The BP Statistical Review of World Energy released information in June that stated the world has enough oil to last us on 46.2 years, should global production remain at the current rate. The review also mentioned that there is only 58.6 years of using natural gas left.

Scientists from the Global Phosphorus Research Initiative have discovered that, lest something is done to either halt or tremendously slow down the global production of phosphorus, the demand could finally outstrip the supply and we could run out of the element in the next 50 to 100 years if new reserves are not found.

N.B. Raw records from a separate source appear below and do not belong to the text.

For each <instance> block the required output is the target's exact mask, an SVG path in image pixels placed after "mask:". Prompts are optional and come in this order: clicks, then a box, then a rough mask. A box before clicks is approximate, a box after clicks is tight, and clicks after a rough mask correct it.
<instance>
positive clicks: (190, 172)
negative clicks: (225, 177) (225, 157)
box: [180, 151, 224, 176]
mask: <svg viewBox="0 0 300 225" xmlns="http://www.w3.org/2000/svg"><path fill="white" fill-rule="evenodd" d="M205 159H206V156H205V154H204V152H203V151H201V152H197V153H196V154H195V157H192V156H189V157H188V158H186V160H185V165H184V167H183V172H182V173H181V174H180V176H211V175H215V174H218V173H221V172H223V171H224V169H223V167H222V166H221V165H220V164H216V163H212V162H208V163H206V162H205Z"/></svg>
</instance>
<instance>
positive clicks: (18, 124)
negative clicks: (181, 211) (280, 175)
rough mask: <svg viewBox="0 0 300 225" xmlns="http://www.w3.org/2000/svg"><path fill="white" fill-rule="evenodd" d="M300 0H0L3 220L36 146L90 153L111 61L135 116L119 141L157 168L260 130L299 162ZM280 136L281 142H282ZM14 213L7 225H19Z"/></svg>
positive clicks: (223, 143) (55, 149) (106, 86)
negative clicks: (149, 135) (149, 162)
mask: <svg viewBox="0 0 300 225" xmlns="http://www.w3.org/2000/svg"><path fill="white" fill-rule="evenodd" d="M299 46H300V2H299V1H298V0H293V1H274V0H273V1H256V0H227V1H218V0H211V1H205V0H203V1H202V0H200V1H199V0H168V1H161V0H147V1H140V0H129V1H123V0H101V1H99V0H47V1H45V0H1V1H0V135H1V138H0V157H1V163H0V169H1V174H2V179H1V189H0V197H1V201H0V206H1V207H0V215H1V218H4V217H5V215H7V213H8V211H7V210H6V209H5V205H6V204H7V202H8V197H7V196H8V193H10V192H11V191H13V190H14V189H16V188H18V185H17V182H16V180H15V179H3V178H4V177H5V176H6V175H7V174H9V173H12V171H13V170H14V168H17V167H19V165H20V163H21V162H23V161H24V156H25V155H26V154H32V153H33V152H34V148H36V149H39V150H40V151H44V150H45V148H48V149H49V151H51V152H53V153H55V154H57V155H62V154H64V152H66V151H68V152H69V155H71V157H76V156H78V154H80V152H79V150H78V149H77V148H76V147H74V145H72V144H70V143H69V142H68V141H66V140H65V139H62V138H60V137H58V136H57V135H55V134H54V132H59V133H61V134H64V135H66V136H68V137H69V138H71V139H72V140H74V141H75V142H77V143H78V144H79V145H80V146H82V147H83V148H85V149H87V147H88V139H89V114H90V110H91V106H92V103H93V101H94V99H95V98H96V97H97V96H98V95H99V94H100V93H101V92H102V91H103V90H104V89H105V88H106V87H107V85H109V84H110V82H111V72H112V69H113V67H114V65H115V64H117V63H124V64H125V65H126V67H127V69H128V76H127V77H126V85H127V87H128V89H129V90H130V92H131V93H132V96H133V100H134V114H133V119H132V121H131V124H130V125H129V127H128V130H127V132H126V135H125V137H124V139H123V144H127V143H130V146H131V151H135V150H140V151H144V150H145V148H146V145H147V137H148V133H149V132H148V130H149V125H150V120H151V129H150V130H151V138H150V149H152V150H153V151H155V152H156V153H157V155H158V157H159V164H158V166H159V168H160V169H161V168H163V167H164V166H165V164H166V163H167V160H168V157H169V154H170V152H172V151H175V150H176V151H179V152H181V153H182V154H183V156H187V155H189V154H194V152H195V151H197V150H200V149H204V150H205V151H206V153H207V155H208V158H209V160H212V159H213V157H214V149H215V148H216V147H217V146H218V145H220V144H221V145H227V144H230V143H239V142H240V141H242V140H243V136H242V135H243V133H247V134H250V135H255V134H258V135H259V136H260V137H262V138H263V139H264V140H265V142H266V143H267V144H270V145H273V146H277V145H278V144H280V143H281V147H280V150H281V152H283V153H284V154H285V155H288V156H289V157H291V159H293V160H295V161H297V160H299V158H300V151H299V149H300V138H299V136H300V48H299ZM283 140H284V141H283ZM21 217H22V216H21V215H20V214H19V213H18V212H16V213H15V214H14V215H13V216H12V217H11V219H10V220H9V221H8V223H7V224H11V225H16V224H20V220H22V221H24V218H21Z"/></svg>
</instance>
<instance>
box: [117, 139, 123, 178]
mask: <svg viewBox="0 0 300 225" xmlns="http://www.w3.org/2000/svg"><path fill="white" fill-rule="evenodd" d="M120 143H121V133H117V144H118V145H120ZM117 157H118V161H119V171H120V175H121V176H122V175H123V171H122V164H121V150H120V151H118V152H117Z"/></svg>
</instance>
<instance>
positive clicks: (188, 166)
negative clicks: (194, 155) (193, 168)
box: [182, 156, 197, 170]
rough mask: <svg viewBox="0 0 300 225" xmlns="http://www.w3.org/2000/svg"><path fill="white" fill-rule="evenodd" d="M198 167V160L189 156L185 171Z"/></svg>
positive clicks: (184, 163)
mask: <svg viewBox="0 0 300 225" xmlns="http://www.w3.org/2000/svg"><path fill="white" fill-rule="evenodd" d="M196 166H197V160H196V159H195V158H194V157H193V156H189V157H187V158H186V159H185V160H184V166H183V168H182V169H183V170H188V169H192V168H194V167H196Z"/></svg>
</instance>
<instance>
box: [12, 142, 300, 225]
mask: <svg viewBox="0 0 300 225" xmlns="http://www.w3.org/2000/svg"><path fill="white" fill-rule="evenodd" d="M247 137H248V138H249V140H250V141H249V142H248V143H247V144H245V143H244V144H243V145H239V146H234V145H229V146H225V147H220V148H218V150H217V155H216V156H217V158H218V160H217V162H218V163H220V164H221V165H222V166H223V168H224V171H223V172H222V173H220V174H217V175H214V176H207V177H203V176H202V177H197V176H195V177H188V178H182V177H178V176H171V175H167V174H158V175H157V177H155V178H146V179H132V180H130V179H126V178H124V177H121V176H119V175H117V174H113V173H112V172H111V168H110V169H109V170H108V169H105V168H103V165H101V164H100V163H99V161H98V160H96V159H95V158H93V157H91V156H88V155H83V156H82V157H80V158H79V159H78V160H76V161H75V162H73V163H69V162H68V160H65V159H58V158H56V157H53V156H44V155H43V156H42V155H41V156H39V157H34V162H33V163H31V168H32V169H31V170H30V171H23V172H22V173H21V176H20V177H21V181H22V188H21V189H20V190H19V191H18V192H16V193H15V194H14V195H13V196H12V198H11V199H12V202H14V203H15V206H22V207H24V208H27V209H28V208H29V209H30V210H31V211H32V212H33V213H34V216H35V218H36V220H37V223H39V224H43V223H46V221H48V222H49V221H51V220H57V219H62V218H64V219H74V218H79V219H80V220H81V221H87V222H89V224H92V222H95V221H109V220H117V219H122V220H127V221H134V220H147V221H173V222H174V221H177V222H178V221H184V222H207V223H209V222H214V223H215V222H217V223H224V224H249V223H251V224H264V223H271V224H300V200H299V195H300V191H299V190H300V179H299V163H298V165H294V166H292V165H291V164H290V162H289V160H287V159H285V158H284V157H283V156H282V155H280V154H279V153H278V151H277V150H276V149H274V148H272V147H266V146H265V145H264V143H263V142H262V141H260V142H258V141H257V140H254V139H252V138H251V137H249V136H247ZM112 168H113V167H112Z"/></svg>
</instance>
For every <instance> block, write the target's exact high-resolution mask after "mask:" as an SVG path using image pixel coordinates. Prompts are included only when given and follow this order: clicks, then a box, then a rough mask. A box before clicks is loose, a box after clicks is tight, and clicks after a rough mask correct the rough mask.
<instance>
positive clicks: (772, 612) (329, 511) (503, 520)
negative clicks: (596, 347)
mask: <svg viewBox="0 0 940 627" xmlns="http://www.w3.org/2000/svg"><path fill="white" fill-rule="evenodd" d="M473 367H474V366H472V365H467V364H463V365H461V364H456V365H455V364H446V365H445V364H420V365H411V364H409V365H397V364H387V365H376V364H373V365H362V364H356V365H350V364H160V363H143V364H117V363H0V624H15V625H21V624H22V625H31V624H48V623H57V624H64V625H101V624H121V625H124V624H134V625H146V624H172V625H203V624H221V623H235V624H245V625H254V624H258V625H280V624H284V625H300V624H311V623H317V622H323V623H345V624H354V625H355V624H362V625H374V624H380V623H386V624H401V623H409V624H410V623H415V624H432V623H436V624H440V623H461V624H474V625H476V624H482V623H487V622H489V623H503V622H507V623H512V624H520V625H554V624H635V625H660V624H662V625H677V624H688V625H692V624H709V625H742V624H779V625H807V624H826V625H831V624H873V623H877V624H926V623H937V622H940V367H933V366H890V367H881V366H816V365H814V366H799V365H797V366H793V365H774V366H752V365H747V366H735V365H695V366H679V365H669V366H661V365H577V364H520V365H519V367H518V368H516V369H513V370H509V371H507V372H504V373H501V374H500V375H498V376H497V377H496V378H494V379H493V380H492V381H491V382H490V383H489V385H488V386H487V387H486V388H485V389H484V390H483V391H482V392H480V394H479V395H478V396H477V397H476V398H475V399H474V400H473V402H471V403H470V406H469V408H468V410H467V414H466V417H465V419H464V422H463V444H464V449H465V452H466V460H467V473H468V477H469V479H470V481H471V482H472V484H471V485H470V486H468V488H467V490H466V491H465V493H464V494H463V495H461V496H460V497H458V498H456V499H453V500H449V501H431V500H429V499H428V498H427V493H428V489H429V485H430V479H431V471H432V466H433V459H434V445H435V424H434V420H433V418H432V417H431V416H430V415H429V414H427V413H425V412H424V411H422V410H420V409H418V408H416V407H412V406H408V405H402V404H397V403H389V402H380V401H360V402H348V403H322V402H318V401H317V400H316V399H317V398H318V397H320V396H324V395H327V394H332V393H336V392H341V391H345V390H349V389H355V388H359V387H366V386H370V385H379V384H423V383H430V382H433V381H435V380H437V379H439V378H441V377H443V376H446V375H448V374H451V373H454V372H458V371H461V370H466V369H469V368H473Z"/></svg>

With these statistics in mind, it’s a shame that there isn’t a bigger push to solve the crisis of overpopulating the world. Instead, the United Nation celebrates it as if it were an accomplishment made by mankind.

That must not be the case, however.

Amidst the inconsistent number of deaths and births that occur each year, the United States Census Bureau has found it difficult to pinpoint the exact date in which each billionth mark was reached worldwide, so instead, they are forced rely on estimated calculations.

According to their approximations, the world’s population rate has skyrocketed in the past two centuries. In 1805, it reached the 1 billion mark, 2 billion in 1927, 3 billion in 1956, 4 billion in 1976, 5 billion in 1987, and finally, 6 billion by 1998.

The United Nation predicts that the 8 billionth baby with grace the world with their presence by 2025 where No. 9 billion will arrive by 2050. Baby No. 10 should be born approximately 2100.

This information should not be easy to keep in mind. If anything, it should come across as frightening, considering the ramifications of overpopulation, such as mass extinction within the animal and plant kingdoms and the rapid depletion of natural resources.

Based upon current trends in the world’s development, most of this growth will occur in high-fertility countries such as the Sub-Sahara Africa, Mexico and India.

When compared to most of Asia, Europe, and North America, each of which will experience shrinkage in their population rate, there is no argument something must be done to spread the word of slowing the progress of our growth and it must be done soon.

However, this subject acts as a double-edged sword. Despite the ringing warning bells in regard to our dwindling natural resources, medical advances has made it easier for people to live much longer and an increased life expectancy decreases the likelihood of death, thus forestalling the death rate from increasing.

Although there is no viable solution to have surfaced just yet, the only path this situation must take is to keep from celebrating such feats. Reaching the 7 billionth mark in our world’s population rate is by no means a revolutionary act, nor is it an accomplishment.

This event comes with a warning tag: slow down, world. Slow down or face the consequences.